Mientras caminaba golpeando las hojas con su bastón, recordó una noche en la taberna con sus hermanos cuando desenvainaron espadas con caballeros rivales. Sus hermanos estaban rodeados y superados en número, y mientras los lujosos caballeros se detenían en ceremonia, Merk no dudó. Se lanzó a través del callejón con su daga y cortó todas sus gargantas antes de que los hombres pudieran sacar sus espadas.
Sus hermanos debieron haberle agradecido por salvarlos—pero en vez de eso se distanciaron de él. Le temían y le asignaban mala reputación. Ese fue el agradecimiento que recibió, y la traición lo dolió a Merk más de lo que pudo confesar. Esto profundizó su distanciamiento con ellos, con toda nobleza y con toda caballería. Todo era hipocresía y egoísmo a sus ojos; podían pasearse con su brillante armadura y mirarlo como algo insignificante, pero si no hubiera sido por él y su daga todos aún yacerían muertos en ese callejón.

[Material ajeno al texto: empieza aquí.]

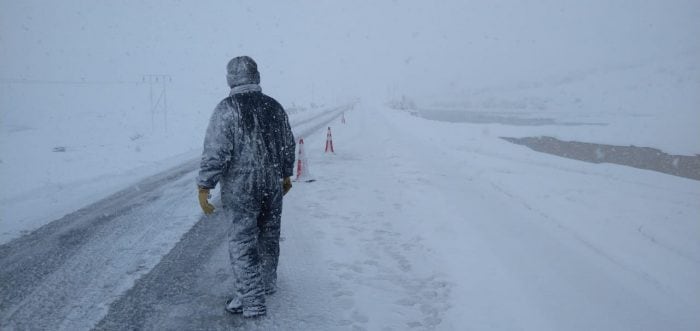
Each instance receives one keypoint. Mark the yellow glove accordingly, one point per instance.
(286, 185)
(207, 208)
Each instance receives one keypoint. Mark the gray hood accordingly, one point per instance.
(242, 70)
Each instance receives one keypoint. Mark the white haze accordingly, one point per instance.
(337, 49)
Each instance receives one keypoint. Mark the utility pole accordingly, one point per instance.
(158, 81)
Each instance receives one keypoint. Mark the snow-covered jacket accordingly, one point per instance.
(248, 132)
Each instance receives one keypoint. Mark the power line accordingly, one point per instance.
(68, 82)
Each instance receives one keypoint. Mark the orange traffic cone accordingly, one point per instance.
(329, 141)
(302, 163)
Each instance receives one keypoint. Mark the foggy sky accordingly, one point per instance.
(333, 48)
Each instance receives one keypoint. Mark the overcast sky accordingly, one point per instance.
(333, 48)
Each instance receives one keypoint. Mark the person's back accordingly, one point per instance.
(249, 150)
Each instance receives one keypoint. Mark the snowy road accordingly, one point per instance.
(412, 224)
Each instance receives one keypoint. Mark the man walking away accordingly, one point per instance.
(249, 151)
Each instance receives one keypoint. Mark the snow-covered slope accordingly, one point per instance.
(422, 224)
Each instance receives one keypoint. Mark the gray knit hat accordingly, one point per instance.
(242, 70)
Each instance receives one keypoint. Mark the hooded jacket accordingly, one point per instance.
(248, 131)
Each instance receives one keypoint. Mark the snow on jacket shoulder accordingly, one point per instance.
(247, 132)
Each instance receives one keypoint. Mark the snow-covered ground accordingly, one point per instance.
(413, 223)
(428, 224)
(655, 104)
(107, 148)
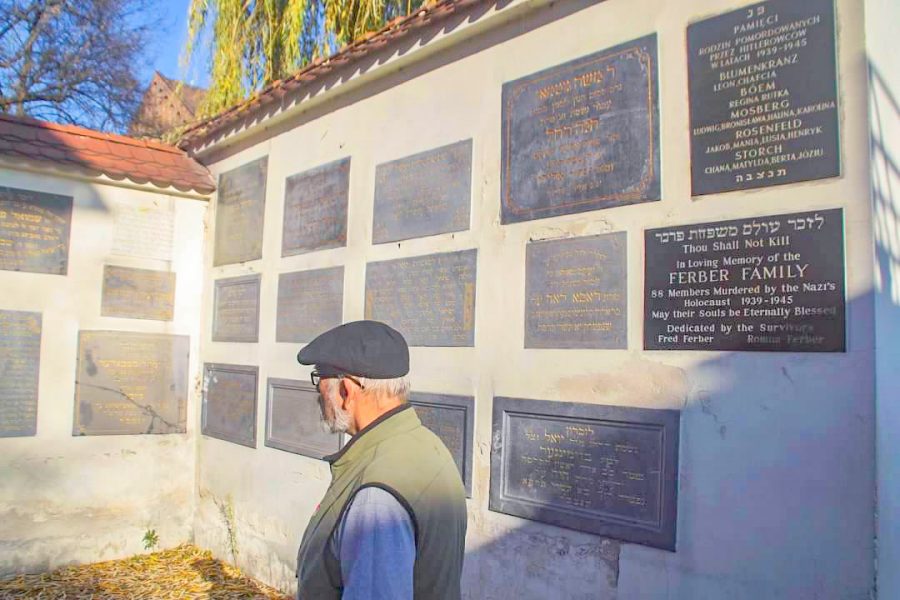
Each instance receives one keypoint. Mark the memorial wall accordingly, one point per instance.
(629, 244)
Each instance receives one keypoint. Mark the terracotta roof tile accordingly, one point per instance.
(93, 152)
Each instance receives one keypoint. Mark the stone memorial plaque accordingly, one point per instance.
(608, 470)
(582, 136)
(772, 283)
(34, 231)
(293, 420)
(240, 212)
(309, 303)
(315, 209)
(229, 403)
(236, 309)
(138, 293)
(763, 96)
(451, 418)
(131, 383)
(429, 299)
(20, 363)
(576, 293)
(424, 194)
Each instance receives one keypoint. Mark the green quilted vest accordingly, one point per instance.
(398, 454)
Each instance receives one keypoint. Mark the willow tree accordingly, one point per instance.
(255, 42)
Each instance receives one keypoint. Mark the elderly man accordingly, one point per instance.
(392, 524)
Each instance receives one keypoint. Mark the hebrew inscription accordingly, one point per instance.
(138, 293)
(582, 136)
(131, 383)
(315, 209)
(602, 469)
(429, 299)
(763, 95)
(20, 362)
(772, 283)
(309, 303)
(424, 194)
(576, 293)
(240, 211)
(34, 231)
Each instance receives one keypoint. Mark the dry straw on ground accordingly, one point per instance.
(182, 572)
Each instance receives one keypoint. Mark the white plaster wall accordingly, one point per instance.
(777, 478)
(66, 499)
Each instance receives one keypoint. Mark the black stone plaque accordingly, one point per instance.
(773, 283)
(608, 470)
(293, 420)
(582, 136)
(131, 383)
(451, 418)
(240, 211)
(138, 293)
(309, 303)
(236, 309)
(429, 299)
(576, 293)
(229, 403)
(315, 209)
(20, 364)
(763, 95)
(424, 194)
(34, 231)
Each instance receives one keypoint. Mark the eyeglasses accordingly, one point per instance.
(315, 378)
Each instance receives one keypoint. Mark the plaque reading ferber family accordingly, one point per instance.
(772, 283)
(608, 470)
(131, 383)
(582, 136)
(763, 95)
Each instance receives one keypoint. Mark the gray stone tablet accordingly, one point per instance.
(315, 209)
(451, 418)
(236, 309)
(131, 383)
(309, 303)
(763, 95)
(229, 403)
(423, 194)
(608, 470)
(34, 231)
(20, 365)
(576, 293)
(240, 212)
(293, 420)
(582, 136)
(138, 293)
(429, 299)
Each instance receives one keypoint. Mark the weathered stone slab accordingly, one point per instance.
(293, 420)
(138, 293)
(423, 194)
(763, 95)
(236, 309)
(309, 303)
(315, 209)
(20, 365)
(229, 403)
(582, 136)
(771, 283)
(576, 293)
(451, 418)
(34, 231)
(429, 299)
(131, 383)
(240, 213)
(609, 470)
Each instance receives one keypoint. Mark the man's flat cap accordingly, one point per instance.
(364, 348)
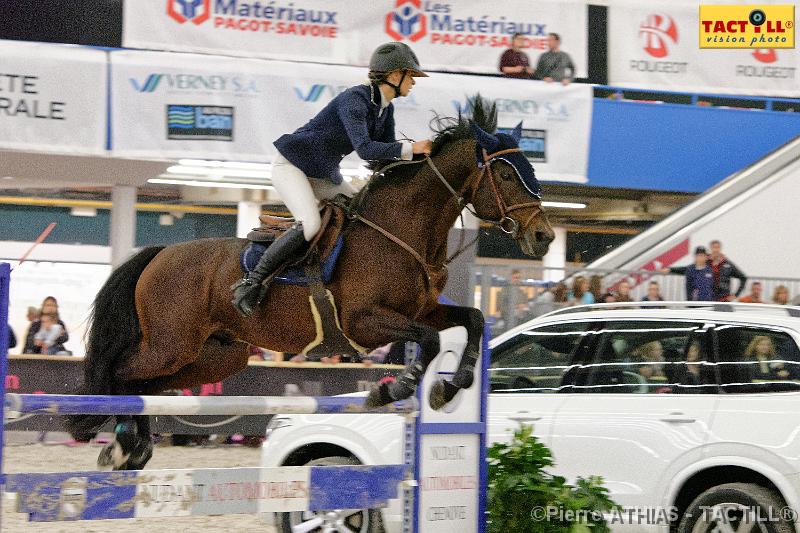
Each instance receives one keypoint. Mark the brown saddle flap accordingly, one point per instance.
(333, 217)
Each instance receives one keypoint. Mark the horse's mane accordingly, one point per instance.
(448, 131)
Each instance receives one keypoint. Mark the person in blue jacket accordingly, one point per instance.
(307, 165)
(699, 277)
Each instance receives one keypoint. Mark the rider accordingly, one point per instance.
(307, 165)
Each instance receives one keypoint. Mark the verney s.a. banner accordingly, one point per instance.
(456, 36)
(654, 45)
(44, 106)
(185, 105)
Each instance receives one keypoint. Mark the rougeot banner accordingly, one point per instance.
(656, 45)
(462, 36)
(44, 106)
(185, 105)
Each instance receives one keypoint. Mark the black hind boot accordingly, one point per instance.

Merk camino y camino, suspirando, tratando de olvidar el pasado. Mientras reflexionaba, se dio cuenta de que en realidad no entendía la fuente de su talento. Tal vez era porque era rápido y ágil; tal vez era que tenía manos y muñecas veloces; tal vez es porque tenía un talento especial para encontrar los puntos vitales de los hombres; tal vez porque nunca dudaba en dar ese paso extra, en dar esa estocada final en la que otros hombres se detenían; tal vez era que nunca tenía que atacar dos veces; o tal vez era porque sabía improvisar, matar con cualquier arma a su alcance—una púa, un martillo, un viejo leño. Él era más listo que los demás, más adaptable y rápido en los pies—una combinación mortal.

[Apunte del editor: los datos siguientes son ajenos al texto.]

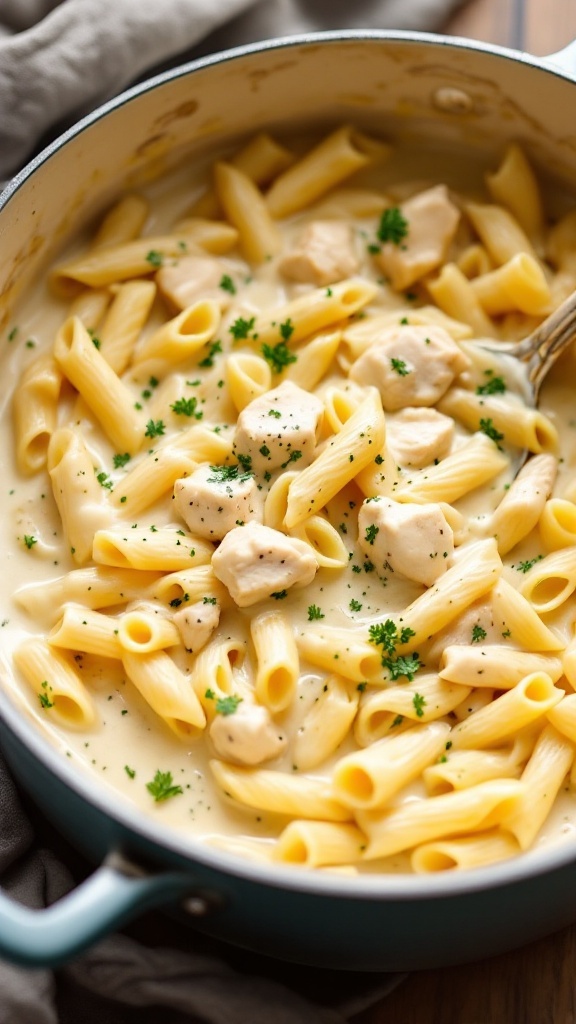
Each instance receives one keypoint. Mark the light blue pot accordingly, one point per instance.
(387, 80)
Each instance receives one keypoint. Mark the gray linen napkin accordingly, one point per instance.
(157, 969)
(57, 60)
(62, 59)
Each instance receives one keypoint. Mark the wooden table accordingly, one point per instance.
(536, 984)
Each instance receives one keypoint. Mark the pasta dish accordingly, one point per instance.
(280, 583)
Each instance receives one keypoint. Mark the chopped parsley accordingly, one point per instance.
(187, 407)
(227, 284)
(528, 564)
(403, 666)
(386, 635)
(419, 701)
(154, 428)
(105, 480)
(495, 385)
(241, 328)
(278, 355)
(229, 705)
(488, 428)
(393, 226)
(315, 612)
(162, 786)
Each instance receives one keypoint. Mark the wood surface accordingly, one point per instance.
(535, 984)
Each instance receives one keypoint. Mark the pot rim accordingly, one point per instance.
(249, 49)
(388, 888)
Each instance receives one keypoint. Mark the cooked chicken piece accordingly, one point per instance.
(323, 254)
(410, 366)
(413, 540)
(432, 221)
(248, 736)
(419, 436)
(196, 623)
(279, 428)
(195, 278)
(214, 499)
(255, 562)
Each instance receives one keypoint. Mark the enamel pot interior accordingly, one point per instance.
(458, 97)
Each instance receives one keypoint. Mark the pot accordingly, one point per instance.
(456, 93)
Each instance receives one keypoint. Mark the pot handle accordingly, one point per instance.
(116, 892)
(565, 58)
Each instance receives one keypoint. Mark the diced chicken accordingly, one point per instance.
(196, 623)
(255, 561)
(248, 736)
(410, 366)
(279, 428)
(195, 278)
(413, 540)
(432, 221)
(323, 254)
(214, 499)
(418, 437)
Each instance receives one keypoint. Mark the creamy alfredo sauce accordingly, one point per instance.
(130, 743)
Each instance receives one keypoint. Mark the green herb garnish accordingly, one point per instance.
(393, 226)
(278, 355)
(162, 786)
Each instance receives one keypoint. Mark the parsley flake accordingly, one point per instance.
(227, 284)
(278, 355)
(187, 407)
(496, 385)
(241, 328)
(393, 226)
(155, 258)
(228, 705)
(154, 428)
(488, 428)
(315, 612)
(162, 786)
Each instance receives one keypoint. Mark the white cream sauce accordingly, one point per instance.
(130, 743)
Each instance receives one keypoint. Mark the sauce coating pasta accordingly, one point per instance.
(280, 585)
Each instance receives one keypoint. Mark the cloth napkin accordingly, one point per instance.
(58, 60)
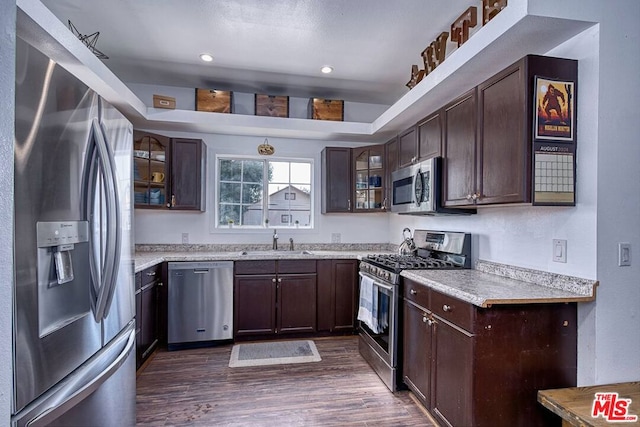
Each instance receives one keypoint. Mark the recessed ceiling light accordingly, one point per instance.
(206, 57)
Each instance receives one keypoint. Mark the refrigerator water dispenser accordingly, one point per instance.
(64, 279)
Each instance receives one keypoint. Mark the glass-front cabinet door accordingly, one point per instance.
(149, 170)
(370, 192)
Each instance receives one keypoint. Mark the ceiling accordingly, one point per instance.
(275, 47)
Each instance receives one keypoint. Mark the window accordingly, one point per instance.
(241, 192)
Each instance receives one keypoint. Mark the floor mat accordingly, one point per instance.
(273, 353)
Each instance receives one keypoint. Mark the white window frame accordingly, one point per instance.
(216, 226)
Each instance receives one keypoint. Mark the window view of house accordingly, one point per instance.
(242, 200)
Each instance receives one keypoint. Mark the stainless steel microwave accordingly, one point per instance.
(417, 190)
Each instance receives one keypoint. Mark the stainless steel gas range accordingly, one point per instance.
(380, 290)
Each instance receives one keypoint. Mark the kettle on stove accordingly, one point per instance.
(408, 246)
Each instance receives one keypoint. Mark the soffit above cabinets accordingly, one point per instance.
(508, 37)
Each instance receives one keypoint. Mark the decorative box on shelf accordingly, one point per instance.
(274, 106)
(214, 101)
(326, 109)
(161, 101)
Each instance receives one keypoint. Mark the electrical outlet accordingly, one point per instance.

Mientras crecía, todos esos orgullosos caballeros se habían distanciado de él y hasta se habían burlado de él a sus espaldas (pues nadie se atrevía a hacerlo en su cara). Pero ahora que habían pasado los años, ahora que se veían débiles y su fama se había extendido, él era el que era solicitado por reyes mientras los otros estaban olvidados. Porque lo que sus hermanos nunca habían entendido es que la caballerosidad no hacía a los reyes reyes. Era la violencia desagradable y brutal, el miedo, la eliminación de tus enemigos uno a uno, la horrible matanza que nadie más quería hacer lo que los hacía reyes. Y era a él a quien todos acudían cuando querían que el verdadero trabajo de rey se realizara.